Petróleo desaba mais de 3% com tensão entre EUA e Irã
Os índices futuros de Nova York operam em leve alta, enquanto as bolsas europeias não definem sinal único nesta quinta-feira. Entre as commodities, o petróleo tomba mais de 3%, com o mercado adotando cautela com as crescentes tensões entre Estados Unidos e Irã. O presidente americano Donald Trump declarou que o regime iraniano teria interrompido execuções de manifestantes, o que poderia frear uma ação militar. Ontem, Trump afirmou que tomaria “medidas muito duras” se o Irã continuasse reagindo violentamente a protestos contra o regime dos aiatolás. Trump ainda assinou duas ordens executivos para tarifar em 25% sobre alguns semicondutores, além de sinalizar tarifação para minerais críticos. A Groenlândia também segue no foco, após reunião sem acordo entre Dinamarca, EUA e a própria Groenlândia, com anúncio de envio de tropas militares de países europeus, como Alemanha, França, Suécia e Noruega, ao território.
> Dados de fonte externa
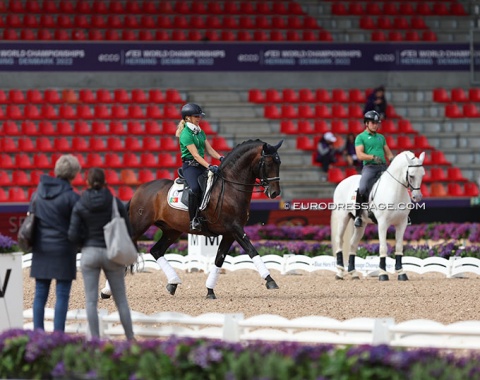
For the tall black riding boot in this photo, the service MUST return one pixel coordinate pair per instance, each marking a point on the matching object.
(195, 224)
(358, 212)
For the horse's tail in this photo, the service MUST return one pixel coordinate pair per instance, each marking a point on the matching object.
(333, 230)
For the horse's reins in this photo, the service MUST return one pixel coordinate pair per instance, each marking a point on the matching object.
(264, 181)
(407, 186)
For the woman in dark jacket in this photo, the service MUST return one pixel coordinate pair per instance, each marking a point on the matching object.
(54, 256)
(90, 214)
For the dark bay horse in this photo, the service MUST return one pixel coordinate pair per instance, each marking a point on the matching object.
(226, 213)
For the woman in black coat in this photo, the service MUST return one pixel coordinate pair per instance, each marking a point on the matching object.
(53, 255)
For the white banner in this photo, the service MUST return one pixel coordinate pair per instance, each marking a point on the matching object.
(11, 291)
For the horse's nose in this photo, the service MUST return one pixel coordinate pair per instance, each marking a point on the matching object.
(273, 194)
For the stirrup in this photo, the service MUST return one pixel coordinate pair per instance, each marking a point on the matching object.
(358, 222)
(195, 225)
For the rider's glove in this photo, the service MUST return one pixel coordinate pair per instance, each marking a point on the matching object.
(213, 168)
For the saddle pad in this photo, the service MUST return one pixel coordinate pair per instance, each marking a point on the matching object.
(174, 196)
(206, 194)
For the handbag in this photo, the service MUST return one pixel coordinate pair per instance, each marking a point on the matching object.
(120, 247)
(26, 231)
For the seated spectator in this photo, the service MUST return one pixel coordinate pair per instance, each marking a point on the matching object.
(350, 153)
(376, 102)
(326, 151)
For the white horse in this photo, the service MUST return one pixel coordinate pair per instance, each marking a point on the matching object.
(389, 203)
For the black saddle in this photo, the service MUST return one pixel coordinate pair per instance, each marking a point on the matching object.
(202, 181)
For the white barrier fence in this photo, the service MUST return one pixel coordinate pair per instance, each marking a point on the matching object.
(453, 267)
(311, 329)
(268, 327)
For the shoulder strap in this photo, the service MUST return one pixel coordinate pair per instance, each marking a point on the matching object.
(115, 213)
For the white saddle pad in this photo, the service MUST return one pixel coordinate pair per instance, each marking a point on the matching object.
(174, 196)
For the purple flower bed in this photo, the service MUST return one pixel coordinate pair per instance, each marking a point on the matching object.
(314, 240)
(38, 355)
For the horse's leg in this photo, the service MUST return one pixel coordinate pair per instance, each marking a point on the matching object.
(382, 237)
(338, 241)
(354, 241)
(158, 251)
(399, 232)
(242, 239)
(222, 251)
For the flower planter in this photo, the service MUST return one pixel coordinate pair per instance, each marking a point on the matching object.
(11, 291)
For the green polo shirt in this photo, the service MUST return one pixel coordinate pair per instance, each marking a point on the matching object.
(373, 143)
(187, 137)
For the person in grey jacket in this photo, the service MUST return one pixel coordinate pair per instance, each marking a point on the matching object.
(53, 254)
(90, 214)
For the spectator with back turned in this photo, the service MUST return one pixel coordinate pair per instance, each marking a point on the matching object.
(54, 257)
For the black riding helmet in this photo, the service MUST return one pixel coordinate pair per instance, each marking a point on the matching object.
(191, 109)
(371, 116)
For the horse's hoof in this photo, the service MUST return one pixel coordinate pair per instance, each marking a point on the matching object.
(271, 285)
(171, 288)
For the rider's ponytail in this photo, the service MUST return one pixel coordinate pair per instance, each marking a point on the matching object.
(180, 127)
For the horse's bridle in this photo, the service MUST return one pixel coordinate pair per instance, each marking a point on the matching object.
(264, 180)
(408, 185)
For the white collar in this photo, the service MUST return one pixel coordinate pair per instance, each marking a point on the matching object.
(194, 128)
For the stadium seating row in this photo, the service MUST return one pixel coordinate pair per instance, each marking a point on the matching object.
(421, 8)
(112, 21)
(85, 111)
(85, 95)
(307, 95)
(339, 126)
(27, 179)
(96, 127)
(409, 35)
(466, 110)
(153, 7)
(398, 22)
(435, 189)
(82, 144)
(400, 142)
(45, 144)
(456, 94)
(307, 111)
(166, 35)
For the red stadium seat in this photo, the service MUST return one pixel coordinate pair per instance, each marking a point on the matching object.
(10, 128)
(471, 189)
(153, 128)
(64, 128)
(132, 144)
(150, 144)
(438, 190)
(441, 95)
(455, 174)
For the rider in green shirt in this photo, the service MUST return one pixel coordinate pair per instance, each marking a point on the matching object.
(193, 144)
(372, 149)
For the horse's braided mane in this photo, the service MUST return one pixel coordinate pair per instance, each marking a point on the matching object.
(239, 150)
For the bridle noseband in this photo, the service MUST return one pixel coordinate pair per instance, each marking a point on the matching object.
(264, 180)
(408, 186)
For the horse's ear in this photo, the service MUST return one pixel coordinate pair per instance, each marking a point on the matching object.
(421, 158)
(278, 145)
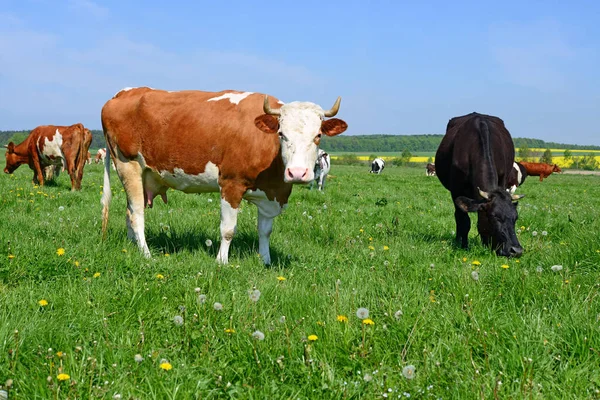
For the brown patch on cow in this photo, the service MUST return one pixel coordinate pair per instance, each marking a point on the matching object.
(333, 126)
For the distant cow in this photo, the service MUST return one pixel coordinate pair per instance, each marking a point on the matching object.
(516, 177)
(377, 166)
(241, 144)
(322, 167)
(542, 170)
(50, 145)
(100, 154)
(430, 169)
(473, 162)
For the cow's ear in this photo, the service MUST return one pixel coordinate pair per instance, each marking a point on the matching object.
(468, 205)
(267, 123)
(333, 126)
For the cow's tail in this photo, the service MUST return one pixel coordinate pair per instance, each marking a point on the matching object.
(106, 192)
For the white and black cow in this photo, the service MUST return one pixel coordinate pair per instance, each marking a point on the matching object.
(377, 166)
(322, 167)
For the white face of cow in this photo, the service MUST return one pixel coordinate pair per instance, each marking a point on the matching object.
(300, 126)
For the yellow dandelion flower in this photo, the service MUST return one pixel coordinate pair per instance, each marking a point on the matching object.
(63, 377)
(166, 366)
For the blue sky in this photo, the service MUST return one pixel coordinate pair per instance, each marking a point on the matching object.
(400, 68)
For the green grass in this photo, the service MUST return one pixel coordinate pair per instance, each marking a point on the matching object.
(537, 333)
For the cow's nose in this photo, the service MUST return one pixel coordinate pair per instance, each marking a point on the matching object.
(516, 251)
(296, 174)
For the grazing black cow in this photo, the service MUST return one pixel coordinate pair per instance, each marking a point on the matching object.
(377, 166)
(473, 162)
(430, 169)
(516, 177)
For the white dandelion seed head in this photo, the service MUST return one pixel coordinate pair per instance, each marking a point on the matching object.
(254, 295)
(409, 371)
(362, 313)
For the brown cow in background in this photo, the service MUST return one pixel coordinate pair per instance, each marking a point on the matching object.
(50, 145)
(542, 170)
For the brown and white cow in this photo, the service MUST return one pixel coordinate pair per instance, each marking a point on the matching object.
(244, 145)
(51, 148)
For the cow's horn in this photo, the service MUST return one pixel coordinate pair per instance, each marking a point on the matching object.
(483, 194)
(334, 110)
(267, 107)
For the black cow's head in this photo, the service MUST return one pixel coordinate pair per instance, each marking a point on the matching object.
(497, 219)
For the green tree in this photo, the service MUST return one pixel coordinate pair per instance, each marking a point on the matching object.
(524, 152)
(546, 157)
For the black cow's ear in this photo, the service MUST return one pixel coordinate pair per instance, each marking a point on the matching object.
(468, 205)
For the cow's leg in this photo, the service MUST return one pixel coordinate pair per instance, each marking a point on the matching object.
(130, 173)
(228, 226)
(463, 226)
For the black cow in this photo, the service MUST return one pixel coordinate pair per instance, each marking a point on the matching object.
(473, 162)
(516, 177)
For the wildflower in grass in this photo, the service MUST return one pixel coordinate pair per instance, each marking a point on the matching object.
(254, 295)
(362, 313)
(165, 365)
(63, 377)
(409, 372)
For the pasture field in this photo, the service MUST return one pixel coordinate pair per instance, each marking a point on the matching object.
(112, 324)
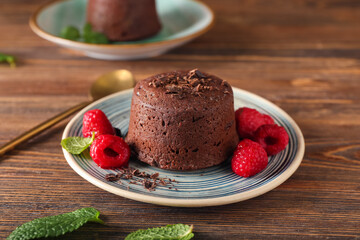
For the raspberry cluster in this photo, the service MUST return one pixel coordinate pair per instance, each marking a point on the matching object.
(108, 150)
(261, 138)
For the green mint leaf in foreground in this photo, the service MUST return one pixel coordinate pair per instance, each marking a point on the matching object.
(54, 226)
(70, 32)
(76, 145)
(93, 37)
(170, 232)
(8, 58)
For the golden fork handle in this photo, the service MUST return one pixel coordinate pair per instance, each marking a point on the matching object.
(40, 128)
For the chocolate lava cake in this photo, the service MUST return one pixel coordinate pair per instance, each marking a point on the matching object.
(123, 20)
(182, 120)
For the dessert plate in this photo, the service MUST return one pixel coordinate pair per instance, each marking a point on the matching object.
(207, 187)
(182, 21)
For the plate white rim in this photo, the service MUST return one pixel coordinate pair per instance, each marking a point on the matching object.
(191, 202)
(81, 45)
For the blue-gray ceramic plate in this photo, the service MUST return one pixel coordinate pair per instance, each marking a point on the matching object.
(182, 21)
(207, 187)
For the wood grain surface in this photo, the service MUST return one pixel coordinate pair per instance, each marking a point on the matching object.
(303, 55)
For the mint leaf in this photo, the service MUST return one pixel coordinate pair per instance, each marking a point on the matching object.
(88, 36)
(54, 226)
(70, 32)
(8, 58)
(77, 145)
(169, 232)
(93, 37)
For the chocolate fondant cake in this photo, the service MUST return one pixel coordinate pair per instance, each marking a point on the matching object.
(182, 120)
(123, 20)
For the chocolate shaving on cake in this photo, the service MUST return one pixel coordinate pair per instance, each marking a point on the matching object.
(194, 82)
(150, 182)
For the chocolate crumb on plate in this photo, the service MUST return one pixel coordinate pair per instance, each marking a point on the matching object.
(149, 181)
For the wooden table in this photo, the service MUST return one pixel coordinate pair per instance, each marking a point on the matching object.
(302, 55)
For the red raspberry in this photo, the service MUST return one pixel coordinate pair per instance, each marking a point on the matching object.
(272, 138)
(249, 158)
(109, 151)
(248, 120)
(96, 121)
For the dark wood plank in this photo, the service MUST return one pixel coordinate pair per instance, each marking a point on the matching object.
(302, 55)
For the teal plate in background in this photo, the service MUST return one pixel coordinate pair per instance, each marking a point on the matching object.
(212, 186)
(182, 21)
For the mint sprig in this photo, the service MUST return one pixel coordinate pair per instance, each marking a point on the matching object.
(169, 232)
(8, 58)
(77, 145)
(57, 225)
(88, 35)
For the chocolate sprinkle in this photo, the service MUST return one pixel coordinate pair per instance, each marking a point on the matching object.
(194, 82)
(150, 182)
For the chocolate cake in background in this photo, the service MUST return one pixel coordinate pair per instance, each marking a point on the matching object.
(182, 120)
(123, 20)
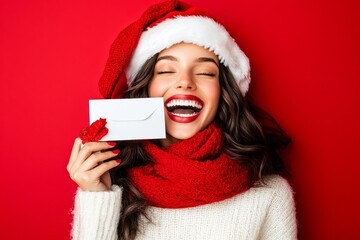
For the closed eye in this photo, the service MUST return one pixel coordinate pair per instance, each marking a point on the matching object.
(164, 72)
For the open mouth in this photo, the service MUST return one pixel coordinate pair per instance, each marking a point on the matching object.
(184, 106)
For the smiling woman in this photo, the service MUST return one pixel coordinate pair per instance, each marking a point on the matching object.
(216, 175)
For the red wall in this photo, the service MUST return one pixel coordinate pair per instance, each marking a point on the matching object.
(304, 56)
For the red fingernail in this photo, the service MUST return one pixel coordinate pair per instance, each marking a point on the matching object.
(116, 151)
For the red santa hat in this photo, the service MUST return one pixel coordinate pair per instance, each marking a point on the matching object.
(160, 27)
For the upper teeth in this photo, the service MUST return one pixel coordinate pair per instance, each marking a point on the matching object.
(178, 102)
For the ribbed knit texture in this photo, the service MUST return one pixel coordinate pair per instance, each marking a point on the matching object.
(265, 212)
(190, 172)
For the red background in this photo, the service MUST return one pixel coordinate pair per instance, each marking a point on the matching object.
(305, 65)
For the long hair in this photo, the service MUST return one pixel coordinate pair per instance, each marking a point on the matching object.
(252, 137)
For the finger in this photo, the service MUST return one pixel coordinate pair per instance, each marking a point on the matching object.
(104, 167)
(74, 153)
(97, 159)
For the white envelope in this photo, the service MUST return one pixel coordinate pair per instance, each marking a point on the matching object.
(130, 119)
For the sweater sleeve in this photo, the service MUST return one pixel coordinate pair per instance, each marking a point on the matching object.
(280, 223)
(96, 214)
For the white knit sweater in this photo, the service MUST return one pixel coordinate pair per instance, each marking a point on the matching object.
(265, 212)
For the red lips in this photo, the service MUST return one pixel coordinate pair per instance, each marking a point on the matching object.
(184, 108)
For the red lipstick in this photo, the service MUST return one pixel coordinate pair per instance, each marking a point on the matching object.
(184, 108)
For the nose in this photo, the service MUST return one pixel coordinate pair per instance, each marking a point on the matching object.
(185, 82)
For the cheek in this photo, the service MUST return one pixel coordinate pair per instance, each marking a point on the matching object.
(213, 94)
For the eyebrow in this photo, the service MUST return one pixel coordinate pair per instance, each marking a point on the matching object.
(201, 59)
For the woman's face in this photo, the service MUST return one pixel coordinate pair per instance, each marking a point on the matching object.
(187, 77)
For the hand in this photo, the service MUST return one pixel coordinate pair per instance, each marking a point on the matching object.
(87, 168)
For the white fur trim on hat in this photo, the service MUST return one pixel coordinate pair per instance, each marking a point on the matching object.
(199, 30)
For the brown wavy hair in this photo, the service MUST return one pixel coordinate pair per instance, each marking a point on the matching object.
(252, 137)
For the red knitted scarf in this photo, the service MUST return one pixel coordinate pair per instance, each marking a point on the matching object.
(189, 173)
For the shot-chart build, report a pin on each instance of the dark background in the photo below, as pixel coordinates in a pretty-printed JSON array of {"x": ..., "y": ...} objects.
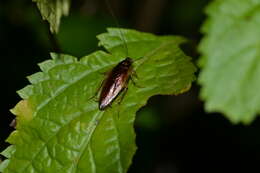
[{"x": 174, "y": 134}]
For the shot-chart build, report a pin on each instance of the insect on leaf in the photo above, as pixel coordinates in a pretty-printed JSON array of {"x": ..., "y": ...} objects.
[{"x": 60, "y": 129}]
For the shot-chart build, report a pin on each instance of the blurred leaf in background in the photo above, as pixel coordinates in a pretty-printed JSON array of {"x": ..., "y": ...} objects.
[
  {"x": 52, "y": 11},
  {"x": 230, "y": 60}
]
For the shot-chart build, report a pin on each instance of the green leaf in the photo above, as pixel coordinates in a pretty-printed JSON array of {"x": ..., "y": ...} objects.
[
  {"x": 230, "y": 59},
  {"x": 59, "y": 126},
  {"x": 52, "y": 11}
]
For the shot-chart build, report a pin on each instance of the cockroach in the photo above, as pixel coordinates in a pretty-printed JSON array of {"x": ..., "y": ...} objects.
[{"x": 115, "y": 83}]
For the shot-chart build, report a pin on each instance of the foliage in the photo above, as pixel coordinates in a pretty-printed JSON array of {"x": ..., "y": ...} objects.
[
  {"x": 230, "y": 59},
  {"x": 52, "y": 11},
  {"x": 59, "y": 126}
]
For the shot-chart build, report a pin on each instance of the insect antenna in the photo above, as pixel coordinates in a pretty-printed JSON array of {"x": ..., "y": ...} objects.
[{"x": 117, "y": 24}]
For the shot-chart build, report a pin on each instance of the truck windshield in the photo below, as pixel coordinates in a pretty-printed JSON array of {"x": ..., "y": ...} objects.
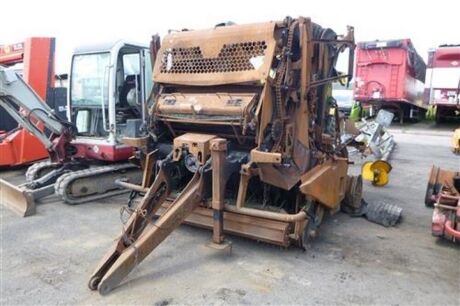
[{"x": 90, "y": 79}]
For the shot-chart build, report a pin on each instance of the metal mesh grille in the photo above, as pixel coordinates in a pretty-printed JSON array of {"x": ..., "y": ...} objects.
[{"x": 231, "y": 58}]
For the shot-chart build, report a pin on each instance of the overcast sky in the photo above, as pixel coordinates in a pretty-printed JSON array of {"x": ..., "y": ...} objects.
[{"x": 427, "y": 23}]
A agenda do dia nos EUA reúne o índice de atividade industrial Empire State de janeiro e pedidos semanais de seguro-desemprego, às 10h30. Goldman Sachs, Morgan Stanley e BlackRock reportam resultados trimestrais. O minério de ferro fechou em queda de 1,03% em Dalian, na China.
Vendas no varejo registram alta de 1% em novembro
No cenário doméstico, as vendas no varejo registraram avanço de 1,0% em novembro, após alta de 1,1% em outubro, informou o IBGE. O número veio acima das expectativas do mercado, que esperavam um acréscimo de 0,2%. Com o resultado, o indicador acumula alta de 1,5% em 2025 e nos últimos 12 meses. Por aqui, a forte queda das commodities deve pressionar os ativos locais, um dia depois de a Bolsa encerrar acima dos 165 mil pontos pela primeira vez na história. O presidente do Banco Central, Gabriel Galípolo, se reuniu com o diretor-geral da Polícia Federal, Andrei Rodrigues, no dia da segunda fase da operação Compliance Zero. O ministro do STF Dias Toffoli determinou que os materiais apreendidos na operação sejam enviados à PGR para análise.
B3 registra alta de 1,6% no volume de negociações em dezembro
No noticiário corporativo, a B3 registrou volume financeiro médio diário de R$ 30,516 bilhões em dezembro de 2025, o que representa uma alta de 1,6% na comparação com o mesmo mês de 2024. Em relação a novembro, o volume foi 4,3% maior. A Movida teve lucro líquido de R$ 102 milhões no quarto trimestre de 2025, o maior resultado trimestral dos últimos três anos. O montante representa crescimento de 65% ante o quarto trimestre de 2024. A Cury reportou R$ 1,556 bilhão em vendas líquidas no quarto trimestre de 2025, avanço anual de 9,3%. A Camil Alimentos registrou lucro líquido de R$ 44,1 milhões no terceiro trimestre fiscal de 2025, encerrado em novembro, um recuo anual de 0,68%. O GPA rejeitou pedido de convocação de assembleia geral após renúncia de dois membros do conselho.